A普及段階:普及の初期の段階と成長期の段階では加入対象層は異なる(ロジャーズ(1990))。したがって成長段階によって加入決定要因は異なる。
Bサービス:各地域のケーブルテレビのサービスは、類似した面はあるが、細部を見れば料金や提供チャンネル数などで様々な相違がある。この相違点は加入モデルに相違を生じ得る。

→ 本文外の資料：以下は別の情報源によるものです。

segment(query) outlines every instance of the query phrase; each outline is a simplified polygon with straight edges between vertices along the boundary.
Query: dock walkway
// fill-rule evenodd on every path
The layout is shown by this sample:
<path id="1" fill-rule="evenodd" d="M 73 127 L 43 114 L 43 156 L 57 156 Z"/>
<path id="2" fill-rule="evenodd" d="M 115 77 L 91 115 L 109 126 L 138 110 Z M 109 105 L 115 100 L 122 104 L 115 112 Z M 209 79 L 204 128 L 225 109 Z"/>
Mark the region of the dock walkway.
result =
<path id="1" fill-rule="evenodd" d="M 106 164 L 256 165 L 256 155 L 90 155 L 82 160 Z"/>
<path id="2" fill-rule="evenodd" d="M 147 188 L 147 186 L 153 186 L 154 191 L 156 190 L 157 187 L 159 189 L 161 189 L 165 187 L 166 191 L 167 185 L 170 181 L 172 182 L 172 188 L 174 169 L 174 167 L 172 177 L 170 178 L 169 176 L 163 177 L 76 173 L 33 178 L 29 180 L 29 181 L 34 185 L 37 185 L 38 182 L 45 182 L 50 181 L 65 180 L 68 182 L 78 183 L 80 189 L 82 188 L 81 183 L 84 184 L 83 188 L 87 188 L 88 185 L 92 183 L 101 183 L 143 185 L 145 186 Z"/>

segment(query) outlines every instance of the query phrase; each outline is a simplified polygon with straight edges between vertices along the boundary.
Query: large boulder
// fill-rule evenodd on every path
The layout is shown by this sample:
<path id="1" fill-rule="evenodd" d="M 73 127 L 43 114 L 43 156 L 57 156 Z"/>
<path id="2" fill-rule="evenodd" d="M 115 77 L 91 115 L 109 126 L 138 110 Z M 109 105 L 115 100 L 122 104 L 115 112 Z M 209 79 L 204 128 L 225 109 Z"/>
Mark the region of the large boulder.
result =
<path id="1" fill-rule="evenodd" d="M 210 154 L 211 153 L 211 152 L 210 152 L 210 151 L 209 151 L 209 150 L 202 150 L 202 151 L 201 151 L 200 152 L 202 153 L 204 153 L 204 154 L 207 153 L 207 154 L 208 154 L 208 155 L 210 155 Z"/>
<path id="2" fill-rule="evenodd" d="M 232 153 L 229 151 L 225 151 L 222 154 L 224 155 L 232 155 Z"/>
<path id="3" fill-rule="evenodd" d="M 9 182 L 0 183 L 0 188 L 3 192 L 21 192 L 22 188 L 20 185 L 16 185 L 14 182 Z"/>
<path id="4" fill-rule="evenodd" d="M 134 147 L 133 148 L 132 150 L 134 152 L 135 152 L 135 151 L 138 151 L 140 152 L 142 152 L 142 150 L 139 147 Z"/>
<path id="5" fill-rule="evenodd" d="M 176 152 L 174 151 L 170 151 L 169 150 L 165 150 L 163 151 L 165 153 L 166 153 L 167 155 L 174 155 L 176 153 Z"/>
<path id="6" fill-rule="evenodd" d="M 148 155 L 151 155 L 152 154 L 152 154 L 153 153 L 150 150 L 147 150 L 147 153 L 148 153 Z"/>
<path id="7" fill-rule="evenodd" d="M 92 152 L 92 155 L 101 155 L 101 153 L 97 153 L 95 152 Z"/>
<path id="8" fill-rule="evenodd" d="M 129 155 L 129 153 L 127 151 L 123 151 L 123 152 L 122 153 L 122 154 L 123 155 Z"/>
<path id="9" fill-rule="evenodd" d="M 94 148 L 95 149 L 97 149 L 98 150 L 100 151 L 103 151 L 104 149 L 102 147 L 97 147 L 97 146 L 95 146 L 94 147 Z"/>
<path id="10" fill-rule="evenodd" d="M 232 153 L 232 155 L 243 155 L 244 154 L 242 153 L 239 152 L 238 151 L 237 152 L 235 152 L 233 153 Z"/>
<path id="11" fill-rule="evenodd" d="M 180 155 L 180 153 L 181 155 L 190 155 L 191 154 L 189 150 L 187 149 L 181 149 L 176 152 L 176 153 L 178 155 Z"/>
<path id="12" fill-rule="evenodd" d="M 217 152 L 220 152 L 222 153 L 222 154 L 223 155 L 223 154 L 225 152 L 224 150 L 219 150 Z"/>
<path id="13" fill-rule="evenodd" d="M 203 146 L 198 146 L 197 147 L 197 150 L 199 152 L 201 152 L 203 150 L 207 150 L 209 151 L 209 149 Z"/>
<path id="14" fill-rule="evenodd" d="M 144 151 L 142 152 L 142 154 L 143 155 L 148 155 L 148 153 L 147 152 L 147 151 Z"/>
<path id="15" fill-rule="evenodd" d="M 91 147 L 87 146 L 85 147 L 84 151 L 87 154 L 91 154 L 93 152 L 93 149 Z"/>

 先行研究においては、Park(1971)は全米、Collinsら(1983)は単一地域の研究であり、Duceyら(1983)は複数地域にまたがる研究である。また普及段階としては、Park(1971)は普及の初期段階であるが、Collinsら(1983)、Duceyら(1983)は地域の加入率が50%を越えた段階である。この差を反映して、サービス面ではPark(1971)とその他のケースは異なり、相互比較は難しい。この様に加入モデルの研究は前提条件が多様で、比較の困難さが研究をより難しくしている面がある。

b.統計処理上の問題点

 もう一つの問題は、統計処理の方法である。加入モデルの研究において、調査データを直接に判別分析や回帰分析にかけ、係数の絶対値の大小から、要因としての重要性を判断している。しかし一般論としては、判別分析や回帰分析を機械的に適用しても、係数の大小関係から直接的に重要な要因を同定することは出来ない(Norusis(1994))。これを可能にするためには変数間の独立性が保証されねばならない。変数間の相関がない場合のみ、この様な解釈が可能である。にもかかわらず、ほとんどの場合で変数間の独立性は配慮されてはいない。このため分析に使う変数の組み合わせが異なれば、変数間に相関がある場合、係数は異なって現れることになり、当然研究成果間の結論は変わってくる。この様な場合、研究結果が何を表すかは定かではなく、従来の研究成果を素直に受け継ぐことには、相当な難点がある。経験的に見ると相関係数が0.2程度ではそれほど影響はないようだが、0.4程度となると順位変化は顕著に現れる。したがってこの対応には特に留意が必要である。
 

1・3.本研究の方針



 加入モデルの前提条件の複雑さは、モデルの多様性を示している。この様な問題を一気に扱うことには難点が伴う。前提を出来るだけ簡略化し、分析対象の条件を純化して、その条件下で信頼できる結果を出し、次の複雑さの段階に拡張することが便法である。この様な観点から、単一のケーブルテレビ地域でかつサービス、普及率の面でも標準的と見られる地域を選ぶこととした。また他の研究との比較を考慮し、以前の調査と比較が容易な条件の地域を選ぶこととした。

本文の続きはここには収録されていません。